If you’ve seen the trailer, you pretty much know what the movie is: a constant escalation of rudeness with director Greenbaum and writer Dan Perrault trying to one-up themselves from scene to scene. The film’s bits play off on familiar notions like dogs’ fear of fireworks or their hatred of the mailman, not to mention the idea that you own what you pee on. (This does lead to a particularly funny bonding scene where the dogs pee on each other.) The story doesn’t want to surprise us so much as it wants to live down to our crude expectations. At its best, as with the aforementioned squirrel-a-trois, Strays jolts us with randomness.
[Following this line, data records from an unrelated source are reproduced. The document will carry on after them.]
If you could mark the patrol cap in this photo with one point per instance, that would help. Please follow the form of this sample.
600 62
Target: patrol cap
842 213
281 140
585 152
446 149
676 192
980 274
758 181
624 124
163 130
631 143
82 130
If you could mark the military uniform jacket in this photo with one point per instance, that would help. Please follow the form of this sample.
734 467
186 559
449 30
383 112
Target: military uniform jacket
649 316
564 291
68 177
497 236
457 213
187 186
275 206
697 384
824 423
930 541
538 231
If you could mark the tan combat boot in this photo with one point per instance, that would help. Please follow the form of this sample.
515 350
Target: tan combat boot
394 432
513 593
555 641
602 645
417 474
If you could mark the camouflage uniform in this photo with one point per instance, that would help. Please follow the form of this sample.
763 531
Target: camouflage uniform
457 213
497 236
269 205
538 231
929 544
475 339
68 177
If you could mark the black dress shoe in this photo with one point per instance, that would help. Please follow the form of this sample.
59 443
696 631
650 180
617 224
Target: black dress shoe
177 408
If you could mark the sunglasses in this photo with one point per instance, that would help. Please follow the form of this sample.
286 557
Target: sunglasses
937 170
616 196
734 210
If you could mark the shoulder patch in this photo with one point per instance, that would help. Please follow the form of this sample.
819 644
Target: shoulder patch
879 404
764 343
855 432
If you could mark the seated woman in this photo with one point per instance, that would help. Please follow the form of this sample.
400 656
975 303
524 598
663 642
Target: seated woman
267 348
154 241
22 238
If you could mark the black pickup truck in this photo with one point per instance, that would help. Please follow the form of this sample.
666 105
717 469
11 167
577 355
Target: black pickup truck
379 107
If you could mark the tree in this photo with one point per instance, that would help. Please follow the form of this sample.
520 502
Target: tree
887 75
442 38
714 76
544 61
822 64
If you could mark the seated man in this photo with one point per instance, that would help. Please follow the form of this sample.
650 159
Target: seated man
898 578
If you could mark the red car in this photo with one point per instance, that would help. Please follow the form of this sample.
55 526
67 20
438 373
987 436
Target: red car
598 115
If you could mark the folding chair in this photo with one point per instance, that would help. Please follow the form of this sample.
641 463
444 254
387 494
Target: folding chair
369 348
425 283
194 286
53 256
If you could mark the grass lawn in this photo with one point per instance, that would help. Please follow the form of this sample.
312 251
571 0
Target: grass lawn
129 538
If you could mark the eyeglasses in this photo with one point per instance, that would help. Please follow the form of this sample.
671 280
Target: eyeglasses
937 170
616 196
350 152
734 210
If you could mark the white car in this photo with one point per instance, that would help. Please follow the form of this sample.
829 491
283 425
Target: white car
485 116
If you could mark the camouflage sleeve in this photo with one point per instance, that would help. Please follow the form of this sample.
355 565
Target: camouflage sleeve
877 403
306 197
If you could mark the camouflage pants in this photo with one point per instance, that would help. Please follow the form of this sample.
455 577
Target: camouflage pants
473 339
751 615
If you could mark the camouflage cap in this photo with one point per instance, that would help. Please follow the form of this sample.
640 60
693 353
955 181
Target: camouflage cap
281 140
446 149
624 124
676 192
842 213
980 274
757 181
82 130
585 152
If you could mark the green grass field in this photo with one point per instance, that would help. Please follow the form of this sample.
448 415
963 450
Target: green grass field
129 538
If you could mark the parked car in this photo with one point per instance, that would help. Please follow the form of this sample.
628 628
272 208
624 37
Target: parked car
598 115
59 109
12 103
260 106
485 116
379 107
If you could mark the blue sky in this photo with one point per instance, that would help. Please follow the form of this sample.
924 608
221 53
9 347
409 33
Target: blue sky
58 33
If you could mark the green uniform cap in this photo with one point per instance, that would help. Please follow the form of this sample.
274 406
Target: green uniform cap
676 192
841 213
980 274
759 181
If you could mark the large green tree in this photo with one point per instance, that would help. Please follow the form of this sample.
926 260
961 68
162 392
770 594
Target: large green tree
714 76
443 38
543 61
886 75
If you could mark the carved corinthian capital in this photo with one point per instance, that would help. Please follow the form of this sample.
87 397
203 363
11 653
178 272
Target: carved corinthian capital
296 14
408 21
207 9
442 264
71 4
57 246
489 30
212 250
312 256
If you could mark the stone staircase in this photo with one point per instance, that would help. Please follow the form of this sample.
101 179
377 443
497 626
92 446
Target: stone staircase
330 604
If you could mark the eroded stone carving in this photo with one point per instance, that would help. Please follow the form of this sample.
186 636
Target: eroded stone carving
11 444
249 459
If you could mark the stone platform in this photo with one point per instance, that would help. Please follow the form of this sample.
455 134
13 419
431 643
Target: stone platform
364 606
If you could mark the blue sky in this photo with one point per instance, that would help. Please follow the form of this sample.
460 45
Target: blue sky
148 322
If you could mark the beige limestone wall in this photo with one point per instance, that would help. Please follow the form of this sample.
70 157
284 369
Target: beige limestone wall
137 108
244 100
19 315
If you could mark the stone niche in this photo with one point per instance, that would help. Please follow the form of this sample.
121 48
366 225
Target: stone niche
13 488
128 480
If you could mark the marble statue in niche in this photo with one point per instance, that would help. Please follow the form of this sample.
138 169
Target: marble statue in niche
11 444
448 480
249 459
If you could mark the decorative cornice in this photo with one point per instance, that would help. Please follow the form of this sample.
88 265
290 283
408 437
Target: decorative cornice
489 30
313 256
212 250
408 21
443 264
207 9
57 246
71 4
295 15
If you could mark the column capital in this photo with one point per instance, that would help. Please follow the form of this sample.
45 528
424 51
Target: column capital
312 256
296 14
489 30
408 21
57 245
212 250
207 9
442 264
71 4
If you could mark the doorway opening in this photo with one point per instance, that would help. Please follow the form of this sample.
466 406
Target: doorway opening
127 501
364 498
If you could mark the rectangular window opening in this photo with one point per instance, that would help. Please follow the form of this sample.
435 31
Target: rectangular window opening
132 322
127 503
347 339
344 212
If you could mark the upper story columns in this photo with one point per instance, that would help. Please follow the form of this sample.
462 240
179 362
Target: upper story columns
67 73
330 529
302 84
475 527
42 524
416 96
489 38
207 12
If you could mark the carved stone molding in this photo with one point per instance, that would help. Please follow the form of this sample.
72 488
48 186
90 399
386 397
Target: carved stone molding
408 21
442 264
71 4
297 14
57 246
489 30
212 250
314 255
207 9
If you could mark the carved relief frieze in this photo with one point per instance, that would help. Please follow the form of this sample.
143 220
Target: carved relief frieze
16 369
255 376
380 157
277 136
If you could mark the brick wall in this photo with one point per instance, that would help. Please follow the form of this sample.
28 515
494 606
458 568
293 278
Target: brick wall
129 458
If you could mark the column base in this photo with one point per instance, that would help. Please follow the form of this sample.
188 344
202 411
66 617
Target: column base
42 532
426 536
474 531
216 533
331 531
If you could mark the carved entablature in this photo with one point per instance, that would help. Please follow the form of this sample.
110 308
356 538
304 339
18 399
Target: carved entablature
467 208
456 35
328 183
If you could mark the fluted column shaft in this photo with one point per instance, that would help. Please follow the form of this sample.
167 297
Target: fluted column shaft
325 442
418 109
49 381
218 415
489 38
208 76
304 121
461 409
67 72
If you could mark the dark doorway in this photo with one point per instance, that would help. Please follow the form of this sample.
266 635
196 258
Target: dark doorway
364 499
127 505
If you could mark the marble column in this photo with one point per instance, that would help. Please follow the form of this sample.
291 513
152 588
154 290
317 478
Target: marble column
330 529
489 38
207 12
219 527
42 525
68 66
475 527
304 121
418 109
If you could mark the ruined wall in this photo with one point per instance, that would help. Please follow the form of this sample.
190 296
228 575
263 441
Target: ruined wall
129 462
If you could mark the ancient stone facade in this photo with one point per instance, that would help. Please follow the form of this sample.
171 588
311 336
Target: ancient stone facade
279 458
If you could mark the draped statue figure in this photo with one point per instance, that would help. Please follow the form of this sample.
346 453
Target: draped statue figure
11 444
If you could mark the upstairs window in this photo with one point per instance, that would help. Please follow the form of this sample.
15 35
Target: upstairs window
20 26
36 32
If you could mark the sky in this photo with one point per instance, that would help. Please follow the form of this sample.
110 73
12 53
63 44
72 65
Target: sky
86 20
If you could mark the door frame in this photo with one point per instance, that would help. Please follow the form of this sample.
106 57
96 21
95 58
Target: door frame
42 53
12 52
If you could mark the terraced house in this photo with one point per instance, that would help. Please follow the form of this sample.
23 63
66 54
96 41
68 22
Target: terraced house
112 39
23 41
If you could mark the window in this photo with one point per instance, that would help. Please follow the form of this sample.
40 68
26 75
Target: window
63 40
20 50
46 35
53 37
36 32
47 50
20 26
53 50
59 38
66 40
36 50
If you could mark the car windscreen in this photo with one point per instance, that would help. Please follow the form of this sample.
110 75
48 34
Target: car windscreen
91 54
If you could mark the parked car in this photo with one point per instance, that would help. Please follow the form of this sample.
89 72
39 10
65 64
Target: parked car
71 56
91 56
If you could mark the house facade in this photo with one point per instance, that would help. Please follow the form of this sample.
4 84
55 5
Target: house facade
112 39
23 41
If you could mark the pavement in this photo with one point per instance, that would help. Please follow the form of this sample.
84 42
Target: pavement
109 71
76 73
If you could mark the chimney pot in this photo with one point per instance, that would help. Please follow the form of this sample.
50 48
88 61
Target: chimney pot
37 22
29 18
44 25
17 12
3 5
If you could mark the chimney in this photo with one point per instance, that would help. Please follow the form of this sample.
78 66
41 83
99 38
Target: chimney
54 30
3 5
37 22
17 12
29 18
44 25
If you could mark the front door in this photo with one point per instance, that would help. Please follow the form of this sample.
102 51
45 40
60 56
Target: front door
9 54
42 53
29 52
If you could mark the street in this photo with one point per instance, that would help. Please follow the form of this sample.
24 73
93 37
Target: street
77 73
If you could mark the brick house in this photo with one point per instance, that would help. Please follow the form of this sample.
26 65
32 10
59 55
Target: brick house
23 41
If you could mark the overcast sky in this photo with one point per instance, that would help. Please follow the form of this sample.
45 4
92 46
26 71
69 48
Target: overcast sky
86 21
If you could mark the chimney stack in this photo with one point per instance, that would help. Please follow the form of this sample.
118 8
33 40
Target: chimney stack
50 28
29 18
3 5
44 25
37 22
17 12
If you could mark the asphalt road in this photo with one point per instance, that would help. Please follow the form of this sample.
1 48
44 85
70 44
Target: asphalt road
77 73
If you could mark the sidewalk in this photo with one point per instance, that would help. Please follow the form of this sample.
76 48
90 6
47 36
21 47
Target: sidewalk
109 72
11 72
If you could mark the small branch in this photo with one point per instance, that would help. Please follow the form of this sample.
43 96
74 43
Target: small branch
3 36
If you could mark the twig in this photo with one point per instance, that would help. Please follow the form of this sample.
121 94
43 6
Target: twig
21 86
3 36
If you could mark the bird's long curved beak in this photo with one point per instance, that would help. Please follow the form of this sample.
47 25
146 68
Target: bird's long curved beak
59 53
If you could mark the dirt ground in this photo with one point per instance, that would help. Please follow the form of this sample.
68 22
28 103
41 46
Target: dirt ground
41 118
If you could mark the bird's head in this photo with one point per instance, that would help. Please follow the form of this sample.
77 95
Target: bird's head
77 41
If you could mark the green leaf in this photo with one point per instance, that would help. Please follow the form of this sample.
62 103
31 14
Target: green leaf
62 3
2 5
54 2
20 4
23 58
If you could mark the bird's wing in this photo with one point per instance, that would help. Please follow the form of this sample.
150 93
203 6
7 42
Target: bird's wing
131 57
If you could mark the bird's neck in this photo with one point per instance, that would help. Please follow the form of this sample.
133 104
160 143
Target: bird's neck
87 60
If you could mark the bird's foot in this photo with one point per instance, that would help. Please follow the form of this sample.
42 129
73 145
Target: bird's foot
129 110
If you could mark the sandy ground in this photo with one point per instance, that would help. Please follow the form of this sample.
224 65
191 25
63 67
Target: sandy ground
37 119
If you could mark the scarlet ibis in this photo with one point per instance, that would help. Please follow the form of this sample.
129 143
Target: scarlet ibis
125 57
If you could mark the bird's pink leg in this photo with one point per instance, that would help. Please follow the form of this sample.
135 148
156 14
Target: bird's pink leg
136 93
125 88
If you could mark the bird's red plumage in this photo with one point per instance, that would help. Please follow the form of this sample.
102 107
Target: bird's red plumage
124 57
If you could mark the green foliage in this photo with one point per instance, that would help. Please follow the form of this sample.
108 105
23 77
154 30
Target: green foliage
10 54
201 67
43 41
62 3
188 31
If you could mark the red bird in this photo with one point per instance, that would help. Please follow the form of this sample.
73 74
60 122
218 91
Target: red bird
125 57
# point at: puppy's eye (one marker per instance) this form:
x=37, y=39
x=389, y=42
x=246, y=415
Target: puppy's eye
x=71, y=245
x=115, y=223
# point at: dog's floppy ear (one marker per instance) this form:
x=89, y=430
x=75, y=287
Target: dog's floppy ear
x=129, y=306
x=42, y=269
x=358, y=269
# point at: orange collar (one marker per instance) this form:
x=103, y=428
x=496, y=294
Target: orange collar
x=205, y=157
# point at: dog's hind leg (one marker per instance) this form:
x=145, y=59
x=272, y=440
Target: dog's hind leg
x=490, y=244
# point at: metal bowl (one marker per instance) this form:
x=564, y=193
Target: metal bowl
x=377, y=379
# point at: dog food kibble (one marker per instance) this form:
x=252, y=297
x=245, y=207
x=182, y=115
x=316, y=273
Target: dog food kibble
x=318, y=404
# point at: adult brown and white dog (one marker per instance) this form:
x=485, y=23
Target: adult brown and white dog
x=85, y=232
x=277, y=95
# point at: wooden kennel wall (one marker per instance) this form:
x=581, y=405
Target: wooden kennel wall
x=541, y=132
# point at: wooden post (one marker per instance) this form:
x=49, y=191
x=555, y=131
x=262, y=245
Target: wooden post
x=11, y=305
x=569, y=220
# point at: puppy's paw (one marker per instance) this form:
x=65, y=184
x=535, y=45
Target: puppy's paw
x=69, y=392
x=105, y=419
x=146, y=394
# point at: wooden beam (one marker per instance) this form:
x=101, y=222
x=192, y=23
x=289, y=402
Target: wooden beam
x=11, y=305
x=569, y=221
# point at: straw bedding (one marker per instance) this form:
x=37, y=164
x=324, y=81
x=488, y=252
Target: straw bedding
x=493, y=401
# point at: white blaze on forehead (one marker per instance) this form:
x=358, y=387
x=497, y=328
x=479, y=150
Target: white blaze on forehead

But most of the time, it’s pleasingly, predictably deranged. Then, just when it seems like it might start to head in a more treacly direction, it turns right back around and gets even nastier. With all its vulgarity, the movie plays to your inner nine-year-old, even though nine-year-olds probably shouldn’t see it.

But beneath all the shit and dick jokes, Strays is also artfully done. The dogs are a combination of real animal performances and VFX, especially when it comes to mouth movements. It’s fairly seamless; the characters seem to move and act mostly like real animals, which in turn makes the profanity that much funnier. Ferrell is an old hand at playing kind-hearted, naïve innocents. This man was Elf, after all. He brings some of that same wide-eyed, childlike energy to the voice of Reggie. Foxx has always been great at playing confident motor-mouths, and he gives Bug a punchy grandiosity that feels just right. For all the iron-clad hilarity of its premise, Strays wouldn’t work nearly as well if it weren’t so well cast.

Strays seeks to fill the shoes of previous movies like Good Boys (they’re kids … and they’re profane!) and Sausage Party (they’re food … and they’re profane!), but it can’t quite reach the heights of those films, which actually had some thematic oomph to them. (Sausage Party in particular worked its way to a pretty damning exploration of religious belief.) In its sly nods to noble-animal movies and previous journeys of discovery, Strays feels more like a spoof, the kind of movie that only exists in the light of other movies. That’s okay. Its inspired depravity is more than enough for a few good belly laughs, and really, what more does one want from Hollywood in the middle of August?